そこに空から無数の青い矢のようなものがメテオに降り注ぎ、メテオは大ダメージを受けて倒れこむ。
「あんまりやり方は綺麗とは言えませんが、まあ、勝つ為なら手段を選ぶなと言いますしね」
空から天馬のような怪人「ウイングペガサス」が降り立ち、ドラグレイドの隣に立つ。
「…新手か…」
だが、ここへ来たのは敵ばかりでは無い、ウイングペガサスとドラグレイドに炎の斬撃が直撃したのだ。
「紫電……一閃」
メテオの元にシグナムが降り立ち、先程のウイングペガサスの矢のようにフェイトの出したフォトンランサーが次々と2体に降り注いだ。
「魔導師か!!」
「ですがなんの問題もありませんよ」
シグナムは剣型のデバイス、レヴァンティンでドラグレイドに斬りかかるが余裕でドラグレイドはレヴァンティンの刃先を掴み、右手から炎の弾丸を発射しようとしたがそれよりも速くメテオの拳がドラグレイドに突き刺さる。
「ホワタア!!」
「ぐおっ!?」
レバンティンを払うと共に前方に横長の衝撃波を飛ばす「空牙」をシグナムはドラグレイドに放ち、ドラグレイドは口から火炎放射を吐いて空牙を相殺。
「…誰だか分かりませんけど、感謝します…」
「なに、これも仕事だからな。 それに君にも色々と聞きたいことがある」
ドラグレイドは両手と口からの火炎をシグナムとメテオに発射し、2人は急いで左右に飛んで回避し、シグナムはレヴァンティンを鞭上の「シュランゲンフォルム」に変えてそれを飛ばし対象に刺突・魔力・炎の三種混合ダメージを与える「飛竜一閃」をドラグレイドに繰り出すもドラグレイドは真上に飛び上がってかわされ、この状態では防御が困難なシグナムに跳び蹴りをするドラグレイド。
「ホアチャ!!」
だがそれをメテオが横からタックルで妨害し、メテオはシグナムの隣に立つ。
「すまんな、助かった」
「…いえ…」
ウイングペガサスとフェイトは空中で戦闘を繰り広げ、フォトンランサーとウイングペガサスの複数の青い矢の撃ち合いが続く。
「まさか、異世界とはいえまたあなたと戦うとはね」
「えっ?」
ウイングペガサスは高速でフェイトに接近するが対するフェイトも加速魔法である「ソニックムーブ」を使って高速移動し、ウイングペガサスは弓矢型の武器を取り出してフェイトと斬り合いとなる。
「ハーケンセイバー」
『ハーケンセイバー』
金色の魔力刃「ハーケンセイバー」をウイングペガサスに飛ばし、対するウイングペガサスは弓矢に青い矢を添えてそれを討つ。

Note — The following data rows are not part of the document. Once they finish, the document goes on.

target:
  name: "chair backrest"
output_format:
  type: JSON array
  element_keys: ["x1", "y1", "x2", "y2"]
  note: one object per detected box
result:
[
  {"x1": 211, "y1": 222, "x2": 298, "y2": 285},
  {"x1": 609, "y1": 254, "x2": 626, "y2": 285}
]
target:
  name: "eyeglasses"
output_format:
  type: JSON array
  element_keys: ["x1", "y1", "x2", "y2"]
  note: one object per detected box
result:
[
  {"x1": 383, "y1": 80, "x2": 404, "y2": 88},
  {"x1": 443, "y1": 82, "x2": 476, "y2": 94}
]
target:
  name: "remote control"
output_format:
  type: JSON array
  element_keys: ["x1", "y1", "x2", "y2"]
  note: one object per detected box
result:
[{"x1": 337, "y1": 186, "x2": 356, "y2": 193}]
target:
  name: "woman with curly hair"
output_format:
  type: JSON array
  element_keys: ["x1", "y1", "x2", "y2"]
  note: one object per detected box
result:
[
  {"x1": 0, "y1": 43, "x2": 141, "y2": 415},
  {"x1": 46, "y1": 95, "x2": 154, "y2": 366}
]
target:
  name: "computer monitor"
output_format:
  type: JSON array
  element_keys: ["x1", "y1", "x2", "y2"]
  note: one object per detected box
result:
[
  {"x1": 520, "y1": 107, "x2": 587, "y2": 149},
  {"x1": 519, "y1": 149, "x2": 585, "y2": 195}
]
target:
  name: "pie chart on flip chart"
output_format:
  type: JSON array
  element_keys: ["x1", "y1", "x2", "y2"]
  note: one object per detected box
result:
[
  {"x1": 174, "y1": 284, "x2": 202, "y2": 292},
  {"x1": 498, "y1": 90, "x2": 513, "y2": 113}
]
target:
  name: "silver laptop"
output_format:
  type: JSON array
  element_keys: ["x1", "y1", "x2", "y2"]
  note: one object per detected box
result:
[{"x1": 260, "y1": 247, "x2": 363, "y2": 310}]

ハーケンセイバーを矢は打ち砕き、真っ直ぐフェイトに向かって行きフェイトは慌ててプロテクションにより攻撃を防いだが威力が強いの爆発が起き、フェイトの姿は爆発で起きた煙の中に消えてしまうがソニックムーブを使って煙の中からいきなり飛び出し、バルディッシュ。サイズフォームでウイングペガサスを斬りつけた。
「ハアアア!!」
「ぐっ! やはり、成長した姿だけはありますね。 私と互角、いや、もしくはそれ以上」
「一体さっきからなにを言ってる?」
フェイトはウイングペガサスを睨みつけながら問うが彼はクスリと笑う。
「いえ、私の独り言なのでお気になさらず」
ウイングペガサスは一旦ドラグレイドの元に降り立ち、彼と頷き合う。
「少々、あまり使いたくなかった手なんですが……」
「素早く終わらせるのには丁度いいさ」
ウイングペガサスとドラグレイドは腕と腕をぶつけあわせると彼等は青と赤の風の渦に包まれ、下半身が馬、上半身がドラグレイドで背中にあった翼は4つに増え、怪獣ほどの大きさに巨大化した「合成魔導生命体ドラグペガサス」となったのだ。